Добавить в цитаты Настройки чтения

Страница 107 из 144

Дурацкая мысль мелькнула и тут же исчезла, когда пальцы инстинктивно чуть сильнее стиснули рукоять, но на этом всё.

– Ты глупец, – тем временем медленно проговорил Канцлер, подходя ближе. – У тебя было столько возможностей проявить свою суть, но ты по-прежнему выбираешь раболепное служение. Прямо как в забытой поговорке. Тупо сковано – не наточишь; глупо рожено – не научишь.

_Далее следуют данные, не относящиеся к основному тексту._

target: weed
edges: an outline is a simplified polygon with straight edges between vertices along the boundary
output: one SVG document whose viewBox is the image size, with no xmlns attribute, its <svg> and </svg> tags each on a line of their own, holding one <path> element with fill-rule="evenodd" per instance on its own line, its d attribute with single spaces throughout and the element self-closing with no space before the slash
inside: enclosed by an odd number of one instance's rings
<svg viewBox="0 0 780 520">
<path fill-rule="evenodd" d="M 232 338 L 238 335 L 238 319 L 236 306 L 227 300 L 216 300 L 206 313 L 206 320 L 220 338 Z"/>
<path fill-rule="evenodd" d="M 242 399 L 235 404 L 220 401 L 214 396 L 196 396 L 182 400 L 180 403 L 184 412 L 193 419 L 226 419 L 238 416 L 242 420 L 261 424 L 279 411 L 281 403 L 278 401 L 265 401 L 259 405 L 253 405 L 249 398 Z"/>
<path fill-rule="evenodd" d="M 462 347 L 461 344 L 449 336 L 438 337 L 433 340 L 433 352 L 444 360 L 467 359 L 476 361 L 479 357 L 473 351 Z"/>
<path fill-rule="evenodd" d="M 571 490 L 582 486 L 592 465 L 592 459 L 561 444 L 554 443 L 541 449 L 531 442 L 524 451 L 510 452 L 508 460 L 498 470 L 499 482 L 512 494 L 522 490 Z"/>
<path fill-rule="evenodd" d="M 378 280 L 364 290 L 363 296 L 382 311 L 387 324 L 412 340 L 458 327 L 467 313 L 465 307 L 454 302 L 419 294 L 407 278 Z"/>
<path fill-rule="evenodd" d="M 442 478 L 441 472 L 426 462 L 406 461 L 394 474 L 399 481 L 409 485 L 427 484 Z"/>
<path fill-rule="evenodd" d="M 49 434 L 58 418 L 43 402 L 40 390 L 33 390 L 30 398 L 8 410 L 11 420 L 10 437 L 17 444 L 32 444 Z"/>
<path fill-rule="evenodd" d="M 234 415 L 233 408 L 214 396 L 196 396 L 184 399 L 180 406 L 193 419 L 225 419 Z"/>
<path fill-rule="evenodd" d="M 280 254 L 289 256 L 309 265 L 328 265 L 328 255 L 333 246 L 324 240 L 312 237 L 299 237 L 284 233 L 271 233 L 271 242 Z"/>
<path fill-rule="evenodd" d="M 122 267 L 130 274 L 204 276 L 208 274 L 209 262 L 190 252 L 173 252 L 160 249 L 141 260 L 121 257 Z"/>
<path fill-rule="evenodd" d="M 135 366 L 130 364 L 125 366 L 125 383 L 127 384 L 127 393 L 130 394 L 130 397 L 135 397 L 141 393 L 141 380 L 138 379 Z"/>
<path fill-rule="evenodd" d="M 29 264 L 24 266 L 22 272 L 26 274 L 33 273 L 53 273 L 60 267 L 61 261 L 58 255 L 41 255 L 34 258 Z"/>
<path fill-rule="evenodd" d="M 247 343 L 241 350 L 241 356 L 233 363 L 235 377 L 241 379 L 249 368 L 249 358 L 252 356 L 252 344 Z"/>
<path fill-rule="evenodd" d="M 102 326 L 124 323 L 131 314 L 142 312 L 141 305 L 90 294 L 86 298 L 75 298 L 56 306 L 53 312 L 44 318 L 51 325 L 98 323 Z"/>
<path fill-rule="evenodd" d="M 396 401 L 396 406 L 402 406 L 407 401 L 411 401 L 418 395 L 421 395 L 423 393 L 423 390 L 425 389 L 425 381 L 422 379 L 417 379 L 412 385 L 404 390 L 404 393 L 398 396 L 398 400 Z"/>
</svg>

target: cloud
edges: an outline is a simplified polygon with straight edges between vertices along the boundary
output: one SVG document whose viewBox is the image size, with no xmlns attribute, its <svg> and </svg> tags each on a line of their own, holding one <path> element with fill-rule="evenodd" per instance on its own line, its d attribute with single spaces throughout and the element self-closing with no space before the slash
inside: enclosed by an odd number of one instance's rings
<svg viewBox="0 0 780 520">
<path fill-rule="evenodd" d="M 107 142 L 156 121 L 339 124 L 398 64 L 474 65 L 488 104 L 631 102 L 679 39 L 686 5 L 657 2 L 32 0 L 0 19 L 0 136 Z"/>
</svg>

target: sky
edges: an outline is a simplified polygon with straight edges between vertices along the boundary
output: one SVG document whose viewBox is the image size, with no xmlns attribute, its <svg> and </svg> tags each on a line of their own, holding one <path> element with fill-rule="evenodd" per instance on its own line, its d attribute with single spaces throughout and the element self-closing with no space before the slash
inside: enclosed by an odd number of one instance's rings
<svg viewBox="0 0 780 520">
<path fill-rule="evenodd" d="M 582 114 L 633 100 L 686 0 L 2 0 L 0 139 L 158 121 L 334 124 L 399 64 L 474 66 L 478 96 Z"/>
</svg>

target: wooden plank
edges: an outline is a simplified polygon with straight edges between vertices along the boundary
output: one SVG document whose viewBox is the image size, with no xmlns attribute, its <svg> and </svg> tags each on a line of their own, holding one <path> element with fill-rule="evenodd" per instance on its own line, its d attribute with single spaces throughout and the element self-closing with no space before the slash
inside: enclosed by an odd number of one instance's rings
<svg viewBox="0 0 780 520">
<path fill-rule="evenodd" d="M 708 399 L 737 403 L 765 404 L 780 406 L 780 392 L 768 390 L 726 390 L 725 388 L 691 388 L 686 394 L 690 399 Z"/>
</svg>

Артур промолчал. Он не видел смысла реагировать на намеренные оскорбления и лишь сардонически приподнял левую бровь.

– Глупо рожено?

– Зачем ты пришёл? – холодно поинтересовался Канцлер. – Знаешь же, что пути назад нет. Если уж выбрал постыдное бегство, то стоило бежать не оглядываясь, как это, видимо, привыкла делать твоя подружка. А потому я спрашиваю тебя: зачем вернулся? Совесть? Честь? Страх?

Он опустил оружие и обошёл Артура, с таким равнодушием перешагнув разбросанные бумаги, словно не было только что в этом кабинете ни попытки переворота, ни почти совершённого убийства. Всё было решено. И чья-то смерть сегодня – его или Канцлера – станет естественной неизбежностью. Вопрос лишь в том – чья. И почему-то развеселившись небрежности к собственной жизни, за которую ещё совсем недавно смел упрекать Флор, Артур сцепил за спиной руки в привычной, но уже опостылевшей позе «спокойствия». Клинок мягко скользнул в ножны вдоль позвоночника. И услышавший этот знакомый звук Канцлер остановился, нахмурился, а потом обернулся.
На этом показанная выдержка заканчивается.